Kartozlarının Yere Düşerken Çıkardığı Sesler

4 Nisan 2019 Perşembe

selam mavi

selam dostlar.
ben bir daha buraya daha sık gelmek istiyorum demeyeceğim size. ne zaman söylesem gelmeyi kesiyorum çünkü.
bu aralar elimde uğraşacak çok şey var, bu ayın sonunda mezuniyet balomuz yapılacak. aynı zamanda tezim için de son teslim tarihi o aralarda bir yerlerde. bir yandan stajıma ve stajım için yapmam gereken projelere odaklanmam lazım. alttan aldığım dersin gereksizliği de beni epey sıkıyor.
tüm bunlar yetmiyormuş gibi bir de dodie'nin katıldığı, bizleri de davet ettiği escapril etkinliğine katılmaya karar verdim. (okuduğum kitaplar ve izlediğim dizileri saymıyorum bile.)
escapril'de nisan ayının her günü için bir konu başlığı var ve her gün farklı bir başlık altında bir şey üretmek gerekiyor. dodie sanırım bunu şarkı yazmak için kullanıyor, kimileri şiir yazıyor, ben de özlemle beraber hikaye yazıyorum bu konu başlıklarını alıp. üç gündür inanılmaz verimli geçiyor ve daha önce hiç yazmadığım konularda bile kafam çalışıyor. uzun zamandır bu kadar sık kalemimi elime almamıştım, hamlamış olmam bir yana fazlasıyla özlemişim. 
kalemimle barışmış olmak beni ziyadesiyle mutlu etse de yapmam gereken diğer şeyleri biraz köşeye sıkıştırdım ve bu yüzden de kafamın arkasında sürekli fısıldayan bir kaygı canavarı var yine. neyse ki yarının konu başlığı da "kaygı". en azından bundan bir şeyler çıkarıp güzel bir şeyler üretebileceğim ehehe.
bu aralar gerçekten kendimi memnun edecek kadar üreticiyim ve hareketlerimi verim alabilecek şekilde ayarlıyorum. haliyle sürekli meşgulüm, sıkılacak vaktim de birkaç ay sonra mezun olacağımı düşünüp dertlenecek vaktim de kalmıyor.

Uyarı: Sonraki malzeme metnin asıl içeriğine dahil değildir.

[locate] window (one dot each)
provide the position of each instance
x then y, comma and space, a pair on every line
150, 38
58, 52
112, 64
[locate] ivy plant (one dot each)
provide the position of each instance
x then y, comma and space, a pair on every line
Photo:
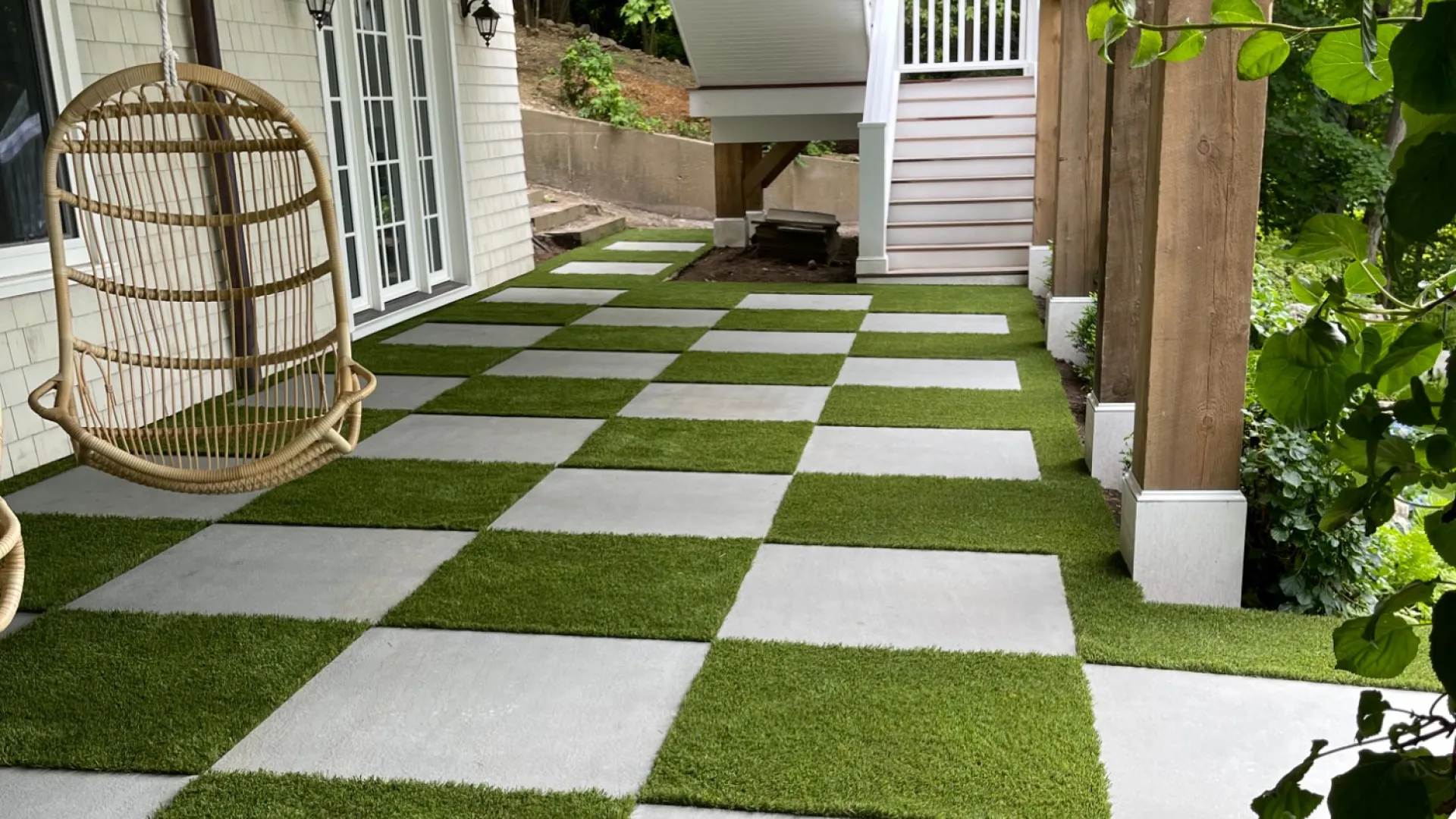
1362, 368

bu yazıyı uzatacak kadar anlatacak bir şeyim de yok açıkçası. hazır kalemi elime almışken uğrayayım dedim ıssız evime. 
bu aralar bir sürü güzel şarkı dinliyorum. keşke hepsini buraya atacak kadar bir sürü yazı yazabilsem ehehehe. bir gün o da olacak, hissediyorum.

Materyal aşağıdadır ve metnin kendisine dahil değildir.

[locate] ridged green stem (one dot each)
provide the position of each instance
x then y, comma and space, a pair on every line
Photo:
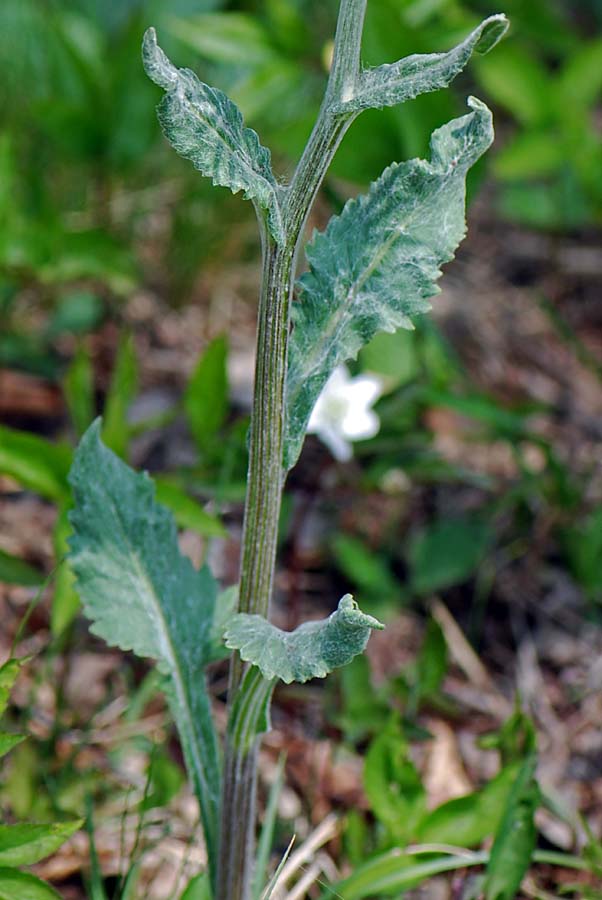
266, 475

escapril süresinde yazdığım hikayelerden birkaçını burada yayınlamak istiyorum. uzun zamandır burada bir şey üretmediğimin farkındayım ve bunu değiştirmenin vakti geldi bence. hatta bence siz de özlediniz benim kalemimi hıh.
haftasonu kısa ve güzel bir hikayeyle sizi bulmaya geleceğim, nisanın sonuna kadar en az dört hikaye yayınlamak niyetindeyim, bakalım bu niyet bizi nerelere sürükleyecek.
sizler nasılsınız? umarım bahar saçlarınızı tatlı tatlı okşamıştır. mavi kalın dostlarım, sizi seviyorum.